Alpha Value, Deutsche Bank – Astra Zeneca (LSE:AZN)
Astra finished 2021 on a strong note, says Alpha Value, driven by a solid contribution from oncology, diabetes drug Farxiga, the Alexion acquisition and Covid-19 vaccine sales. Profitability has come under pressure, again, but this is not a major concern, as it should recover over time. Another concern, given Astra’s sizeable exposure to China, is the recent clamp-down on Chinese entities/drugs by the US. For Deutsche analysts, the FY22 risk is ‘largely dispelled’ by a positive mid-term story with plenty of catalysts to ‘sustain the enthusiasm’. Shares have gained 40% over 12 months on a steady rising trend, on the way hitting a 52-week high of 9,523p, a performance reflected in the fact that all brokers have a BUY or Overweight recommendation on for AstraZeneca.

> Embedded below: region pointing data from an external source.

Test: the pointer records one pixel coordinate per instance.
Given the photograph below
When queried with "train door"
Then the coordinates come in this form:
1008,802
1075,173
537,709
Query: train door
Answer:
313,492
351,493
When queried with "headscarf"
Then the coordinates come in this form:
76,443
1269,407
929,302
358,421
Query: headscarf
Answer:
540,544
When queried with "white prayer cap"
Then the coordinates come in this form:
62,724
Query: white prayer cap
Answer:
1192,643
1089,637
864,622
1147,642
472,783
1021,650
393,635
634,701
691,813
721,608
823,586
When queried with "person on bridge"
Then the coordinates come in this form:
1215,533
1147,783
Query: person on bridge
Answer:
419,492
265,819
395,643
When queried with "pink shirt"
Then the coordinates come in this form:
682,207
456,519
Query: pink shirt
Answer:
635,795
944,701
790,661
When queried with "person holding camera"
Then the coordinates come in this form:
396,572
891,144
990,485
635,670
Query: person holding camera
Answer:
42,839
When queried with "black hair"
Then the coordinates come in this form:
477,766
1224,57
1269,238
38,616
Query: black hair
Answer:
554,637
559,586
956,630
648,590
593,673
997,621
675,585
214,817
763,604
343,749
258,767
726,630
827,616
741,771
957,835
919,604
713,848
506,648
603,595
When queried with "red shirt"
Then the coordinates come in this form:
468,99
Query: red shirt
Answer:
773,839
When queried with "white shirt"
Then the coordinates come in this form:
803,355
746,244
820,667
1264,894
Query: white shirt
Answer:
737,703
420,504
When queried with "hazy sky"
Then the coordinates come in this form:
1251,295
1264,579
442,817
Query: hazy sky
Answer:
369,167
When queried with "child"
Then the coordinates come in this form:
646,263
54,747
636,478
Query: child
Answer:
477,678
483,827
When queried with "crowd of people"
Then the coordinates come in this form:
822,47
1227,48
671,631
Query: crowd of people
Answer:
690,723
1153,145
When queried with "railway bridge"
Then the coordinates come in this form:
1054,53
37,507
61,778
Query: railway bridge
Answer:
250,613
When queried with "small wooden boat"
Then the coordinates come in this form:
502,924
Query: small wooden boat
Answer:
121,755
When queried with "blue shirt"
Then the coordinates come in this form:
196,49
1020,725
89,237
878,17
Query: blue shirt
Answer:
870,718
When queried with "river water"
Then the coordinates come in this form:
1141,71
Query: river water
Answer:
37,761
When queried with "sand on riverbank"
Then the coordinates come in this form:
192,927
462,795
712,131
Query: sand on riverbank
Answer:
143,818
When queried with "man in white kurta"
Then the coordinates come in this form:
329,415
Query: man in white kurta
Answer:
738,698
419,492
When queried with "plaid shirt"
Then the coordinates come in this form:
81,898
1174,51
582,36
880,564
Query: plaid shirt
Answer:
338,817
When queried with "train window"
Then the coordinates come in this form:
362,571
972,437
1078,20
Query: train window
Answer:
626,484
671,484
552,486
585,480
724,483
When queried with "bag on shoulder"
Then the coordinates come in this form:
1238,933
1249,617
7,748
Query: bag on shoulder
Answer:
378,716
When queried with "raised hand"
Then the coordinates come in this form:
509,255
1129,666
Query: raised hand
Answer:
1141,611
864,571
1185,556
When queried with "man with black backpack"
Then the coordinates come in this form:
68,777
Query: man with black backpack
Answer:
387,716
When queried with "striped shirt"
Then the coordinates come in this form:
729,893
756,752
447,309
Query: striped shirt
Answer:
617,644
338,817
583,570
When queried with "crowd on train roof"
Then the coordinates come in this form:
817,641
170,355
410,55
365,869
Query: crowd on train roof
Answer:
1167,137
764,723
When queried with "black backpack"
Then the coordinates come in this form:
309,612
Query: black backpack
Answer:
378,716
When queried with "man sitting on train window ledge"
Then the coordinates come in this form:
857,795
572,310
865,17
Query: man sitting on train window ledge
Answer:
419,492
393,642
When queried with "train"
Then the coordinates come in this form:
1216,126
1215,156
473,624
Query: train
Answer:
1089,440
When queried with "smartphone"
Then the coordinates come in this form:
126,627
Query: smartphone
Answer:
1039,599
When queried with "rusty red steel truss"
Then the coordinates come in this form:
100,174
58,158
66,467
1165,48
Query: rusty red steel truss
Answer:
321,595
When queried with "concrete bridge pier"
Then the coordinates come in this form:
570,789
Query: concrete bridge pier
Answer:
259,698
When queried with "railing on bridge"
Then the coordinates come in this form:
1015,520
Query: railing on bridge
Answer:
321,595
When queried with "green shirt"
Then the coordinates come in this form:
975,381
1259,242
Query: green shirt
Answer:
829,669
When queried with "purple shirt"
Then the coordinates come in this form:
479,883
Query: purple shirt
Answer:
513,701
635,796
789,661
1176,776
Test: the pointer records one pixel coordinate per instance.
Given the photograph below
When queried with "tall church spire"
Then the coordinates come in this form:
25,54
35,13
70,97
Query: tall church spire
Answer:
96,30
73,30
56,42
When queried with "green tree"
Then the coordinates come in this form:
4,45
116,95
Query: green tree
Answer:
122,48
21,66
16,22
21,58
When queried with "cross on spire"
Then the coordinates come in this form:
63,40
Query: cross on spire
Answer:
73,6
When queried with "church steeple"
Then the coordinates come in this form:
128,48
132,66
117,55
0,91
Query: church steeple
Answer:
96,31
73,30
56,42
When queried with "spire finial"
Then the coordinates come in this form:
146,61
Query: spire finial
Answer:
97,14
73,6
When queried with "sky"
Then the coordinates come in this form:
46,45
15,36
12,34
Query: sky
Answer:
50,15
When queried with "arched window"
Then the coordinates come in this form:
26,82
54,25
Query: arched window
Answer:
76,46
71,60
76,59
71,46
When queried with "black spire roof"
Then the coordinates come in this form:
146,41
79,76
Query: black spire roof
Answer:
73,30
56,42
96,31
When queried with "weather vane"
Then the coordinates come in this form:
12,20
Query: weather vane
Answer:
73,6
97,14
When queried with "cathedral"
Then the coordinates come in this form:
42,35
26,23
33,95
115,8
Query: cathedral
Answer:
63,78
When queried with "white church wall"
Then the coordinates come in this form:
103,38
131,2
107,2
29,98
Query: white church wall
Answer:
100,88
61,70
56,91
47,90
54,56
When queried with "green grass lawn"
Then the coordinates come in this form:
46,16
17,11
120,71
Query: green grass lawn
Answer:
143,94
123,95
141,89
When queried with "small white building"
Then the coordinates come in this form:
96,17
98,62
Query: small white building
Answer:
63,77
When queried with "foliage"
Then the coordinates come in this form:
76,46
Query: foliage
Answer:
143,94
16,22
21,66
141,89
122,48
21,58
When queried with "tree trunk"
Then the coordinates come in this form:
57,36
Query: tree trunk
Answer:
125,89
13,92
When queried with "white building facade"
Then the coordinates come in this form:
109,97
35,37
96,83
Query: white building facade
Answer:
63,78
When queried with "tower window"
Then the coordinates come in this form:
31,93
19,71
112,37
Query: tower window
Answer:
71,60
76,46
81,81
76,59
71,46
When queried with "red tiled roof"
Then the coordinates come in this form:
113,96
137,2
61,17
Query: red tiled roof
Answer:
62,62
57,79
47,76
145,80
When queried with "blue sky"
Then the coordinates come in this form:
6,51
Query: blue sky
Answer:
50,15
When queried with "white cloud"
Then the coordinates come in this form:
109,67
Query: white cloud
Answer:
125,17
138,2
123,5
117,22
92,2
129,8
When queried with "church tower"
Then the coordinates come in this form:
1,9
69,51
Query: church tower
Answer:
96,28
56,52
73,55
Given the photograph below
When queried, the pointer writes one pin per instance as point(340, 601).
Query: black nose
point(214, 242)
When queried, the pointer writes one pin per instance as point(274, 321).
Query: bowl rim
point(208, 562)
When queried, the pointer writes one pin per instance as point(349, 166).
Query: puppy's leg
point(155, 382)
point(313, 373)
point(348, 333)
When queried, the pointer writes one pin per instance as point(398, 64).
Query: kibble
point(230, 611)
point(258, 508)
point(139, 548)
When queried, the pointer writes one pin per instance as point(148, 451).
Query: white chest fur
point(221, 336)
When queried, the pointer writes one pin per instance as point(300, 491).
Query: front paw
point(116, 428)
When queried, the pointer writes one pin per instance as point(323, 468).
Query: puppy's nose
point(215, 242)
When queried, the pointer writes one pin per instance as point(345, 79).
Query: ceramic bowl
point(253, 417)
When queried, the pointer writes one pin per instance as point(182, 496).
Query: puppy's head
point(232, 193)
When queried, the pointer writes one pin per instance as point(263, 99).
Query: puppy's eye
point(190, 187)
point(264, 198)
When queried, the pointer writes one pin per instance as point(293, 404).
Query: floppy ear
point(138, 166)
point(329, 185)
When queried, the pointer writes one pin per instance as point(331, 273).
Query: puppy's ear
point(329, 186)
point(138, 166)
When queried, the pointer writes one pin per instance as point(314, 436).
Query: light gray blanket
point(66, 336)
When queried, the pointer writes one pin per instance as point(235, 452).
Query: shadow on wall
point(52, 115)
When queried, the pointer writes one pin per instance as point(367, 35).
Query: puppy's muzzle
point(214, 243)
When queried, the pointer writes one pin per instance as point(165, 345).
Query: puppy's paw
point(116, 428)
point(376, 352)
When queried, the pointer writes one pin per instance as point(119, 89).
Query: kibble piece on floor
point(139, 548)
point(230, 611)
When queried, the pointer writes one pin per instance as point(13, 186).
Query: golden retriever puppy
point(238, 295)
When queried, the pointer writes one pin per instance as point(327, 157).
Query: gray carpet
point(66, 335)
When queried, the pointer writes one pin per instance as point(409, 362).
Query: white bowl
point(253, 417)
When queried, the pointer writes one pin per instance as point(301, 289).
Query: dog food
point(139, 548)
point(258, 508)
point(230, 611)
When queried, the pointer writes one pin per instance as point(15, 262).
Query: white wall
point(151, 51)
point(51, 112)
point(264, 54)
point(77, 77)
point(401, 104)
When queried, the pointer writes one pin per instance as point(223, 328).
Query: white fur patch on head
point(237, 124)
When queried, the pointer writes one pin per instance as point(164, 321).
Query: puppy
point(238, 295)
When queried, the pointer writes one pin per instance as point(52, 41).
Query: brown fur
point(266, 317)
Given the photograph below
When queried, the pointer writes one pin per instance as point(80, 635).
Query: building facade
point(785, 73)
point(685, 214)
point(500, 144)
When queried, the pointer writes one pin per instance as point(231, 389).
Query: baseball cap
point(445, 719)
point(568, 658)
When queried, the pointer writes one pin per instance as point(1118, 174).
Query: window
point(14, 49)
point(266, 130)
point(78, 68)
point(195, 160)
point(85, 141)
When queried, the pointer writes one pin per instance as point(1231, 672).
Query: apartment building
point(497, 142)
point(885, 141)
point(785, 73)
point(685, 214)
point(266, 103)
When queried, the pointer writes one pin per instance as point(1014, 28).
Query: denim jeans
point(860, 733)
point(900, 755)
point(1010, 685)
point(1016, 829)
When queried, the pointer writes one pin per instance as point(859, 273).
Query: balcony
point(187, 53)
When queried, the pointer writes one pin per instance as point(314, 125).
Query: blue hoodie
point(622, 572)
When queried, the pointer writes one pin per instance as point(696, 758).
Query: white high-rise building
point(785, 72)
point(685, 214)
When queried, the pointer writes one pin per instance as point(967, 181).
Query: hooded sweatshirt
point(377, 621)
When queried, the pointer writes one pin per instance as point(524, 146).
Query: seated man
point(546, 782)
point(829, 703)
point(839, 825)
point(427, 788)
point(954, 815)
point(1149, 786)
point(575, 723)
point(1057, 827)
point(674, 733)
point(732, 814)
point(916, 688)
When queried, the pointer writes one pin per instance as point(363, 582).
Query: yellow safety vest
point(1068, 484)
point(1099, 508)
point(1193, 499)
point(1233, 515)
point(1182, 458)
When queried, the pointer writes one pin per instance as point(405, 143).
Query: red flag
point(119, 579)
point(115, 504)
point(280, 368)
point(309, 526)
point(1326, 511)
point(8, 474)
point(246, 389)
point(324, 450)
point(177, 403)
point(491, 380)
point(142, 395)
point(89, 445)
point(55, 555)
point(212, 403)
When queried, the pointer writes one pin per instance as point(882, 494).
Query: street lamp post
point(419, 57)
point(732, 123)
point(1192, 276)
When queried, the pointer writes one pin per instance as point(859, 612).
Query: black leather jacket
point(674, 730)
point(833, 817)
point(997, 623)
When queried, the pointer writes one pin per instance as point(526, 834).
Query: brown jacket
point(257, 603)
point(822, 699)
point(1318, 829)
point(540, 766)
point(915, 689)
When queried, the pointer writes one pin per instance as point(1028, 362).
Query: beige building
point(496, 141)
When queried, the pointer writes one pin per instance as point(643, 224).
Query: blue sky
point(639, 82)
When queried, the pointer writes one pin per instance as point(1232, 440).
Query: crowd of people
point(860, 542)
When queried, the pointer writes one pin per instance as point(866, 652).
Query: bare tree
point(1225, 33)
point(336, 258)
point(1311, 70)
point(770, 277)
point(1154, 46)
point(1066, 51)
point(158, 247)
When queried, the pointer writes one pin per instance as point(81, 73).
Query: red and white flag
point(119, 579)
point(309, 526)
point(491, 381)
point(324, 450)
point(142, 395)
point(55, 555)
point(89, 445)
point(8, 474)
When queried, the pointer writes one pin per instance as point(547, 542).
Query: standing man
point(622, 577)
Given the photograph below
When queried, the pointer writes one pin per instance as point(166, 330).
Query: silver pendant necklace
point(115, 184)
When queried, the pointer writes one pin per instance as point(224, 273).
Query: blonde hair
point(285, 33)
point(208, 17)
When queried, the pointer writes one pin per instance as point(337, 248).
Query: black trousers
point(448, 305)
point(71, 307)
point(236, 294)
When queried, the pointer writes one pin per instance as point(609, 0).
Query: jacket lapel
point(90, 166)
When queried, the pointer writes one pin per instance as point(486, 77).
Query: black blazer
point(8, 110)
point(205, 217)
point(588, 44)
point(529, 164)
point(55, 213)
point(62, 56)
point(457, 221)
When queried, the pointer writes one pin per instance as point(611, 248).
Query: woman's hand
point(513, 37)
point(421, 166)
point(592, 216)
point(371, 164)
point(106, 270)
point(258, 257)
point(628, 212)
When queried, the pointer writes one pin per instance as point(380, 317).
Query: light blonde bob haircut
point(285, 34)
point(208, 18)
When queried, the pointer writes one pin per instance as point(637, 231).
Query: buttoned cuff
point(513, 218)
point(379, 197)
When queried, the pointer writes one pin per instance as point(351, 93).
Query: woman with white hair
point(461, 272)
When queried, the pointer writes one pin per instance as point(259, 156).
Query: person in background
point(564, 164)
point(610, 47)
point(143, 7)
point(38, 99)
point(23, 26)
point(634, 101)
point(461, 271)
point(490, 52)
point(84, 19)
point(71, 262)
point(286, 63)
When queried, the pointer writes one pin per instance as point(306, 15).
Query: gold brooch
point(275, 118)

FinnCap – Omega Diagnostics (LSE:ODX)
Omega Diagnostics is in a strong position to execute on its growth strategy, says FinnCap. Omega has raised £5m with up to £2m possible via an open offer to enable it to focus on the growth opportunities within its two core businesses, Health & Nutrition and Global Health. It has also sold its Alva site in Scotland for £1m, with the relocation to Ely estimated to yield c.£2m of annualised savings. FinnCap has forecast 2-year sales growth of 23%, a return to profitability in 2023 and a revised target price of 18p, up from the previous 7.3p.
FinnCap – Savannah Resources (LSE: SAV)
Shares in Savannah, which owns the Barroso lithium miner in Portugal, were volatile last week, gaining 15% on news that Portugal’s socialist party won an unexpected outright majority, and then losing 8.6% on news that legal action was being taken over the C-100 Mining Lease. However, for FinnCap, this volatility is merely a ‘wobble’, when set against the stock’s strong fundamentals. The Barroso mine is Europe’s only near-term source of spodumene, and so is a key part of the EU’s green transition. Since August, Savannah shares have jumped more than 35%, thanks to strong lithium prices, with the spot price for spodumene concentrate now at more than $3,000/mt. As a result, FinnCap has updated its valuation of Savannah to reflect a higher long-term price outlook, and upped its target price from 9.5p to 14p. Savannah shares opened trading today (16/2) at 4.34p.